A unique trick the Snapdragon 8 Gen 1 enables is an always-on camera, allowing a sensor like the selfie camera to be active all the time to detect when you put your phone down or someone looks over your shoulder and turn the screen off for privacy. Obviously, having a camera turned on all the time is a bit scary, but Qualcomm says any images or video it captures will be stored locally in its secure enclave. You’ll be able to disable the feature if you want.

In addition, Qualcomm is supporting improved auto-exposure, focusing, face detection, bokeh, and ultra-wide camera support with the Snapdragon 8 Gen 1. Overall, it looks like this will be a fun generation of Snapdragon chips for manufacturers to play with.

Qualcomm’s seventh-generation AI Engine offers improved performance for AI-related tasks on the 8 Gen 1, which is about four times faster than what was in the Snapdragon 88 and up to 1.7 times more efficient. The company is also improving security thanks to a new Trust Management Engine and support for the new Android Ready SE standard.
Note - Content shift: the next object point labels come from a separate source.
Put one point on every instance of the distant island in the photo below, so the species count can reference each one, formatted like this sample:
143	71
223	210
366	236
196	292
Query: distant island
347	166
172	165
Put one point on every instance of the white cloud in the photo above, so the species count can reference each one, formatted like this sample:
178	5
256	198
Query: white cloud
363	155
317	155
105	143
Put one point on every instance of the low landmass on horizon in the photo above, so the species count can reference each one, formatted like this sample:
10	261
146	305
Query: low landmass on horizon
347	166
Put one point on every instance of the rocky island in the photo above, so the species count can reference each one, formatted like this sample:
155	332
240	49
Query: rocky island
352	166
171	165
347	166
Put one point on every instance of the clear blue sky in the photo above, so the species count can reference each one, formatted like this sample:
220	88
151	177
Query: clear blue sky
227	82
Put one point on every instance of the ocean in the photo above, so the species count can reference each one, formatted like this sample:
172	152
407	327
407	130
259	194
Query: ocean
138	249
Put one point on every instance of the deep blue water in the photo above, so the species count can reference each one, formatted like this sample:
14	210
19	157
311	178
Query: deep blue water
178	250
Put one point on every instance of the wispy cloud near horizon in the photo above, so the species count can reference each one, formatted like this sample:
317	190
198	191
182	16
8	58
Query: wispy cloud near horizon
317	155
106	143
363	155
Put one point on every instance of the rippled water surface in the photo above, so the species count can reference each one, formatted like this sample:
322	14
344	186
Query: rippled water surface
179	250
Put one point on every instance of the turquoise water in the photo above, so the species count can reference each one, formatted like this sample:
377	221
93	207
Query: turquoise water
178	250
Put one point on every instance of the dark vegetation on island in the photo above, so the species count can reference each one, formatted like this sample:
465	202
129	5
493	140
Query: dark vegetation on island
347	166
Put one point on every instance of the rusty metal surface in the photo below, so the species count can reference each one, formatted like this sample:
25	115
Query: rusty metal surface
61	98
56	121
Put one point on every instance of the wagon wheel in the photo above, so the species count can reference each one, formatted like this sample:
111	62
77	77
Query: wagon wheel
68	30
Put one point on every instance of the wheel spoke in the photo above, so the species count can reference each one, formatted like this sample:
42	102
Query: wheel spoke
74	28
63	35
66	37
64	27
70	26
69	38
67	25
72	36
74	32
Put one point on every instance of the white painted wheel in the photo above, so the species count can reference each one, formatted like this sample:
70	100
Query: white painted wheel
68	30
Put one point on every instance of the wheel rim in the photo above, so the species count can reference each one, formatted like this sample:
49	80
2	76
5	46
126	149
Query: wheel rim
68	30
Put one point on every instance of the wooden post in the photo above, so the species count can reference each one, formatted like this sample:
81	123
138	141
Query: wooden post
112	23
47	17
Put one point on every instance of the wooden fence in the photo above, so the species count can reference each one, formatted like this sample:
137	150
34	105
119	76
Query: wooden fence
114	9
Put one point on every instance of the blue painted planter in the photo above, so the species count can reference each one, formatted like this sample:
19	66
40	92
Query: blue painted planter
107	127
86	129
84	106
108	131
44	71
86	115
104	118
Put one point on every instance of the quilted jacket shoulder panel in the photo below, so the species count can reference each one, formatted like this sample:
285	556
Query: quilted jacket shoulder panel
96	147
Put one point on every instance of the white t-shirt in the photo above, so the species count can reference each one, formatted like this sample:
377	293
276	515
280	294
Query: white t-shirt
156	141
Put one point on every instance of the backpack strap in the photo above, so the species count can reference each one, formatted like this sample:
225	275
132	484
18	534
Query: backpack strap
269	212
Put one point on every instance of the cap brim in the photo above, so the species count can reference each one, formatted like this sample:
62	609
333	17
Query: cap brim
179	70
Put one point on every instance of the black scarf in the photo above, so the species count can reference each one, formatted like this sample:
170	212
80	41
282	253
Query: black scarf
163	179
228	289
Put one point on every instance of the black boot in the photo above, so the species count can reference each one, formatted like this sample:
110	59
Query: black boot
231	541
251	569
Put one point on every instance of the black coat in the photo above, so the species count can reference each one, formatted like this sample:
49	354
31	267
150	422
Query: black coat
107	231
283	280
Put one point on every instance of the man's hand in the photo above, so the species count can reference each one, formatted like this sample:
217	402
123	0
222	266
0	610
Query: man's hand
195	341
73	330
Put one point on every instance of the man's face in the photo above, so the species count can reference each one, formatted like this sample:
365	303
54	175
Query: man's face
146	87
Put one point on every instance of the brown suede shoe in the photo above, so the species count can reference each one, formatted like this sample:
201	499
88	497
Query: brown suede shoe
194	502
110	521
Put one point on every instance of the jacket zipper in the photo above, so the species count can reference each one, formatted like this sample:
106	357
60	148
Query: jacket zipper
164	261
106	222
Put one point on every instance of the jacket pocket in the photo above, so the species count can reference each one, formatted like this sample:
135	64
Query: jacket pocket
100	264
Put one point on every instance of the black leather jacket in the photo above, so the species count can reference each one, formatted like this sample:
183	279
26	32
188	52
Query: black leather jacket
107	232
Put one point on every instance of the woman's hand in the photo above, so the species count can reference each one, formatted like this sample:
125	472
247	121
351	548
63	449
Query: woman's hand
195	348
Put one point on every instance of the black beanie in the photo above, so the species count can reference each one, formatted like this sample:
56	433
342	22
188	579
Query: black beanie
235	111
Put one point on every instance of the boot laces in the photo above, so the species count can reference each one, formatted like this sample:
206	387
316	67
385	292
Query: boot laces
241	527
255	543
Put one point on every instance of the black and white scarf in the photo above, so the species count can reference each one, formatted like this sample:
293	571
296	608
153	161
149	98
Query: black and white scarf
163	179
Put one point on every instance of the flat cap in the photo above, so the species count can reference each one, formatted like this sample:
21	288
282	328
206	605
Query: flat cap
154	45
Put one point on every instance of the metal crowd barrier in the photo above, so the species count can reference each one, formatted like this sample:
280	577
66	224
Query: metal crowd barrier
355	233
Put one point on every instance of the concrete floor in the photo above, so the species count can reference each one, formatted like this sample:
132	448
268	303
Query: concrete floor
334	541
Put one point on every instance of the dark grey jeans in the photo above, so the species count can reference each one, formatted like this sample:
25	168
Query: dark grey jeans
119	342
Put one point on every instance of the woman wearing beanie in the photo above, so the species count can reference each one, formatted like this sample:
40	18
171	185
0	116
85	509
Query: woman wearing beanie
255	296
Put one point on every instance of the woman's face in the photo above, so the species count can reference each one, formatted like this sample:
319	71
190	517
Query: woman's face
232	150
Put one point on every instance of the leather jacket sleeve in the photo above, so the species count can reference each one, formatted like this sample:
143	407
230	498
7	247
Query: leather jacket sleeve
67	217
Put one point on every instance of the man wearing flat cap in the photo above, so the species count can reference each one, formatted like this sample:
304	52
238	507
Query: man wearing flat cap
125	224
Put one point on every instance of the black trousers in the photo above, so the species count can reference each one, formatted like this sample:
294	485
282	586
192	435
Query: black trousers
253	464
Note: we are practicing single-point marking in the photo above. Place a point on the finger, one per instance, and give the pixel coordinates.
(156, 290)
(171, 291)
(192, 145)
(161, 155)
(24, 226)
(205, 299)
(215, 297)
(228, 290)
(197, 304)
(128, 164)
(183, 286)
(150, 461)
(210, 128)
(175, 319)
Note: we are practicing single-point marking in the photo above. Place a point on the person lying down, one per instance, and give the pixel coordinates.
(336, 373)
If you’re unfamiliar, the Android Ready SE standard is Google’s new requirement system that will allow manufacturers to build in support for adding access tokens to smartphones. Things like digital car keys, driver’s licenses, e-money wallets, and more are required to support the standard if they want to see the light of day on Android, and the Snapdragon 8 Gen 1 will be the first processor to support the initiative.

Rounding things off, the new chip has Qualcomm’s Seeing Hub built in which has been improved. It has a better shot at guessing the way you’re holding your phone to optimize antennas, while the new Leica Leitz Look mode can emulate Leica camera effects in your photos. The new Hugging Face feature can also help to group and prioritize your notifications, while the new Sonde Health can analyze your wellbeing and even help detect symptoms of COVID-19 (a feature that seems to only be conceptual at the moment).

The Snapdragon 8 Gen 1 seems like a solid upgrade over the Snapdragon 888, and it’s an important first step in Qualcomm’s plans for the next decade. It’s also the first flagship processor to be released under Cristiano Amon, the company’s new CEO who took over this past June. Amon has expressed his interest in further development of more powerful chip designs, so expect those efforts to manifest into consumer products in the near future.

For now, we have the incremental Snapdragon 898 8 Gen 1, which will start appearing in phones in early 2022.